Là se tenait la fille aux oreilles d'ours, tenant un plateau chargé de casse-croûte.
« Une bête-humaine ? Que fais-tu au deuxième étage ? »
Surpris par sa propre voix mal lunée, il le regretta sur l'instant.
── Ça ressemble à de la simple colère déplacée.
Il avait remarqué le changement d'expression qu'elle avait montré dans la journée.
De plus, ils sont seuls à deux ici. Personne pour la consoler si elle s'effondre.
Realisant qu'il a fait une bêtise, Chaf observa son visage à la dérobée et cligna des yeux, stupéfait.
La fille, Sania, haussait les épaules en souriant amèrement.
« C'est Khor-san qui a fait le casse-croûte, donc mange sans inquiétude. »
Tout en gardant son sourire amer, elle posa le plateau et fit demi-tour vers le couloir.
« Attends, ça... »
Il l'avait arrêtée, mais ne savait quoi dire.
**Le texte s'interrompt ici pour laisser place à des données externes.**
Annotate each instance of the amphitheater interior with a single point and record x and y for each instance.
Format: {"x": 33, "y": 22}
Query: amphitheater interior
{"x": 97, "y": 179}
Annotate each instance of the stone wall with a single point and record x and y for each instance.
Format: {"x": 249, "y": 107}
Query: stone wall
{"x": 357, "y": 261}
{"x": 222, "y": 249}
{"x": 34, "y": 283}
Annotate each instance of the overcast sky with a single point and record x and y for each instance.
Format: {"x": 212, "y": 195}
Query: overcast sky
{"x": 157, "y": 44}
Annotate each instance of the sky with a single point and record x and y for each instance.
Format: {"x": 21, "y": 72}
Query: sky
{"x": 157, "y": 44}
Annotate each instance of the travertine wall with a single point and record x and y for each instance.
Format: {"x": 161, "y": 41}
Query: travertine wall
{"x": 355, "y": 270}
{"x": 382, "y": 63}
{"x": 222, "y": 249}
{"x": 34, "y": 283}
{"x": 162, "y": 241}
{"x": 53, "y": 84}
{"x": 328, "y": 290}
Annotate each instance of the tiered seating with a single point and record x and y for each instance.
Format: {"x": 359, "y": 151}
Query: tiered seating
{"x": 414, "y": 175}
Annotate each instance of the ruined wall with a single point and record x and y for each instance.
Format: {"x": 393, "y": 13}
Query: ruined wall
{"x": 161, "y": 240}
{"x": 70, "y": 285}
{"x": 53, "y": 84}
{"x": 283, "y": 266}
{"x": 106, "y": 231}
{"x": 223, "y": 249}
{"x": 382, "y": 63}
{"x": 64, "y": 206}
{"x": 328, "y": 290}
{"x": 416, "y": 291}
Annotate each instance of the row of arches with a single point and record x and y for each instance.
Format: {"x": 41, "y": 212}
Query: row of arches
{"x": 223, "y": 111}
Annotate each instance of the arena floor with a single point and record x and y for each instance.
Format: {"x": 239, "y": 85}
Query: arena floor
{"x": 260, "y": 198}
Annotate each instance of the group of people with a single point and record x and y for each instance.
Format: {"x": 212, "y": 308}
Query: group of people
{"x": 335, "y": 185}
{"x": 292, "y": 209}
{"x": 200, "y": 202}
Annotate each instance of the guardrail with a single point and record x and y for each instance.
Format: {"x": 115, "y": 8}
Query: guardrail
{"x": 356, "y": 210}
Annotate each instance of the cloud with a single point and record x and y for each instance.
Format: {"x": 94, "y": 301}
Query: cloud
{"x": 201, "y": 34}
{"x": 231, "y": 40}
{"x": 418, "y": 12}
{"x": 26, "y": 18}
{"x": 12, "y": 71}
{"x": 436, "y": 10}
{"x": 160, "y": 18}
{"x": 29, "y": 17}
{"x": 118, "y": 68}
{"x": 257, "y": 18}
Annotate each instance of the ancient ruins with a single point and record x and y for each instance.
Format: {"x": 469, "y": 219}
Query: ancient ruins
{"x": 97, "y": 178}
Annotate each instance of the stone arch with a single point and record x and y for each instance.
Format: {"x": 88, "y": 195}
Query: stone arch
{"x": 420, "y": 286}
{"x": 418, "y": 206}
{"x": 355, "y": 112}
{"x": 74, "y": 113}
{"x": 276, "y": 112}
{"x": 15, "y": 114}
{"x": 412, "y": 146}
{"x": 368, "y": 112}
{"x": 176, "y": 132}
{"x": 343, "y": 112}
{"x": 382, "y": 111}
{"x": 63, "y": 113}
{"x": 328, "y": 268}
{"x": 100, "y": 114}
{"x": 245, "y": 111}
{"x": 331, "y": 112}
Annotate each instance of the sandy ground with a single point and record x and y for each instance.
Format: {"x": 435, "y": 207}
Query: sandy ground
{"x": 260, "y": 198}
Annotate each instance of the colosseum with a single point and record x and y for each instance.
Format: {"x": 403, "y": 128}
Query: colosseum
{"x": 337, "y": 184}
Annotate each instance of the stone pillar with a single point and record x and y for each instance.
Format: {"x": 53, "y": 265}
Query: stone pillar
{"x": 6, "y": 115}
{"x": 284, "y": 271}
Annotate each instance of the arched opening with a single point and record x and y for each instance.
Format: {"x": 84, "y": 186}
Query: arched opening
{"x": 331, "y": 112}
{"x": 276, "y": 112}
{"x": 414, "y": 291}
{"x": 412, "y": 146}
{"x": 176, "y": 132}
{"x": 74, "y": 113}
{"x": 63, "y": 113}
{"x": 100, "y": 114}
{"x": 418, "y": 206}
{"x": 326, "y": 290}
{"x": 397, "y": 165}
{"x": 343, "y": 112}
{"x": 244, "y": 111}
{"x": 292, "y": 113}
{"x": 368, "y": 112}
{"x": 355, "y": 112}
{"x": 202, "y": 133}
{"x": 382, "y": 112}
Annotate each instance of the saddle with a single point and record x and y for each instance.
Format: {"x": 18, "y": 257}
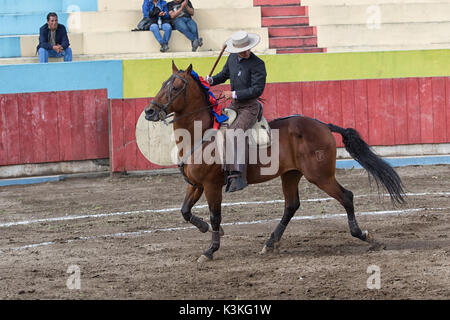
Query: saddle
{"x": 260, "y": 134}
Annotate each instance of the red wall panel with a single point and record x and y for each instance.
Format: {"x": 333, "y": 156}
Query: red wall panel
{"x": 53, "y": 126}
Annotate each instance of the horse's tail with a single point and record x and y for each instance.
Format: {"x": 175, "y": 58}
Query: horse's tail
{"x": 379, "y": 169}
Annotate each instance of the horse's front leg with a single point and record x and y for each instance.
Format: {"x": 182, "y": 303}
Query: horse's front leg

Chaf bredouilla.
Si c'était du courage forcé, ses mots risquaient de faire craquer la digue.
Alors que Chaf cherchait la suite, Sania se tourna lentement vers lui.
« Lord Trinen, vous avez un malentendu, alors je le dis clairement : peu m'importe que vous me détestiez. »
« ... Quoi ? »
Face à ce « tu n'existes pas » soudain, Chaf douta de ses oreilles.
Sania sourit à nouveau amèrement et porta son regard vers la fenêtre donnant sur le jardin.
« Vous saviez que j'étais une gamine des rues, au départ ? »
« Une gamine des rues ? Arrête tes bêtises. »
« Au passage, Lylyu aussi. »
Devant Sania qui le désignait du doigt vers la fenêtre d'un ton léger, Chaf restait bouche bée.
Elle ne semble pas mentir, mais c'est impossible à croire.
Comment une gamine des rues pourrait-elle avoir des liens avec le noble Sora Kleinselt ?
Pire encore, la fille là-bas dans le jardin, qui écoute l'explication de Sora et lui pose des questions pertinentes, intelligente, était aussi une gamine des rues — c'est au-delà de l'imagination.
Tout en plongeant Chaf dans la confusion, Sania observait le jardin d'un sourire paisible.
« C'est Sora-sama qui nous a relevées, nous les gamines des rues. Je lui suis infiniment reconnaissante. Mais... »
Sania regarda Chaf avec une mine embarrassée.
« Je craignais qu'une fois devenu vicomte, de mauvaises rumeurs ne courent à cause de moi, la bête-humaine. Et pourtant, Sora-sama n'a pas changé la distance entre nous. »
Plus de souci à se faire, semblait dire son regard brillant de joie tourné vers le jardin où se trouvaient Sora et les autres, avant qu'elle ne tourne le dos à Chaf.
« Les nobles qui ne s'accrochent pas à des "mesquineries" comme gamine des rues ou bête-humaine, ça ne court pas les rues. J'ai compris que vous êtes différent, Lord Trinen, et ça m'a soulagée. »
Tandis que les pas de Sania s'éloignaient, Chaf fixait le sol.
── Ce n'est pas une façon de penser noble.
Pourtant, c'est aussi un fait que cela renforce la loyauté envers Sora.
── Si je lui suis inférieur en capacité, et même en humanité, alors que dois-je faire... ?
Dans le couloir sombre, Chaf continua de fixer le sol pendant un long moment.